Avocado oil also contains small amounts of fat-soluble compounds like vitamin E, but you’d need to consume unrealistic quantities to rely on it as a vitamin source. Its real nutritional advantage is what it does for other foods.
It Helps You Absorb More From Other Foods
Many of the most valuable nutrients in vegetables, particularly carotenoids like beta-carotene, lycopene, and lutein, are fat-soluble. Your body absorbs them far more efficiently when they’re eaten alongside fat. Research published in The Journal of Nutrition found that adding avocado oil to a salad increased absorption of beta-carotene by over 15 times and lutein by about 5 times compared to eating the same salad without any added fat. Lycopene absorption from salsa increased 4.4 times when avocado was included.
The study also compared whole avocado fruit to avocado oil directly and found no significant difference in absorption, meaning the oil works just as well as the whole fruit for this purpose. So while a tablespoon of avocado oil adds 120 calories to your salad, those calories are pulling considerably more nutrition out of the vegetables you’re already eating.

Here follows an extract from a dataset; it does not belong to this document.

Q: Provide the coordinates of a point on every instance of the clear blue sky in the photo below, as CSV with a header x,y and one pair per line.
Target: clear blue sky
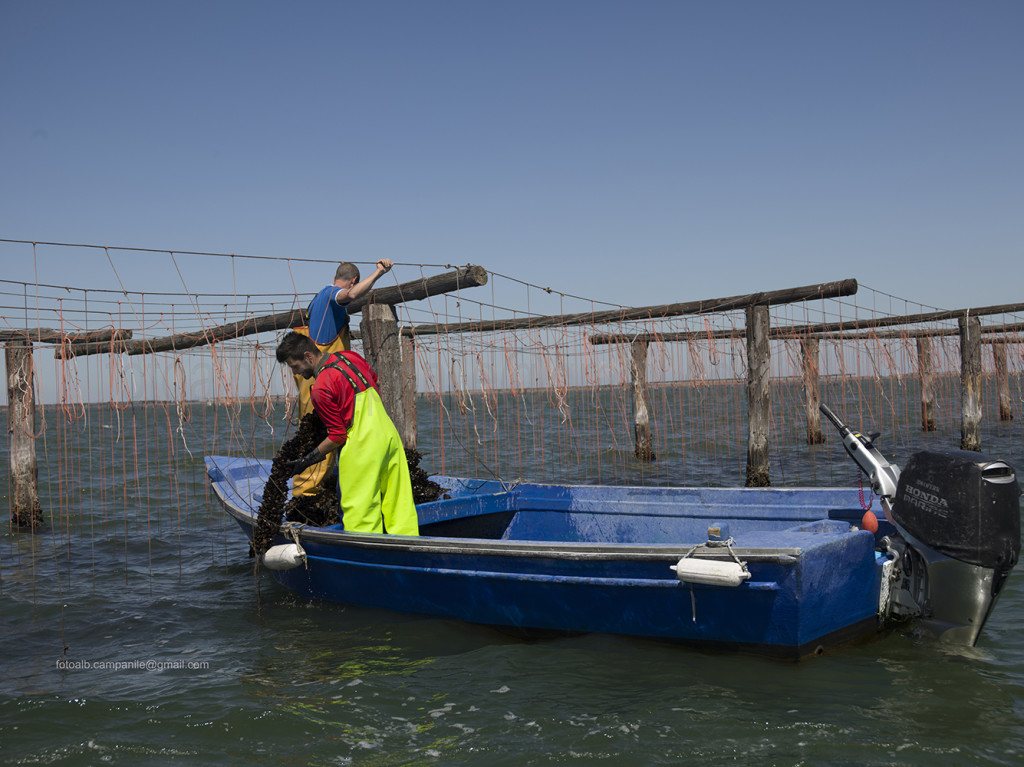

Practical Ways to Manage the Calories
If you use avocado oil regularly and want to keep calories in check, measuring matters more than switching oils. A “glug” from the bottle can easily be two or three tablespoons (240 to 360 calories) when you only needed one. Using a spray bottle or a measured pour spout can cut your actual usage in half without changing the flavor of your food noticeably.
For salad dressings, mixing avocado oil with an acid like lemon juice or vinegar stretches a smaller amount of oil across a larger volume. A two-to-one ratio of oil to acid is standard for vinaigrettes, so one tablespoon of avocado oil plus a half-tablespoon of vinegar coats a full bowl of greens while keeping the fat contribution to a single serving.
For high-heat cooking, you need less oil than you think. A thin, even coat on a hot pan is enough for most searing and roasting. Preheating the pan before adding oil helps it spread more thinly and prevents food from sticking, so you get better results with less.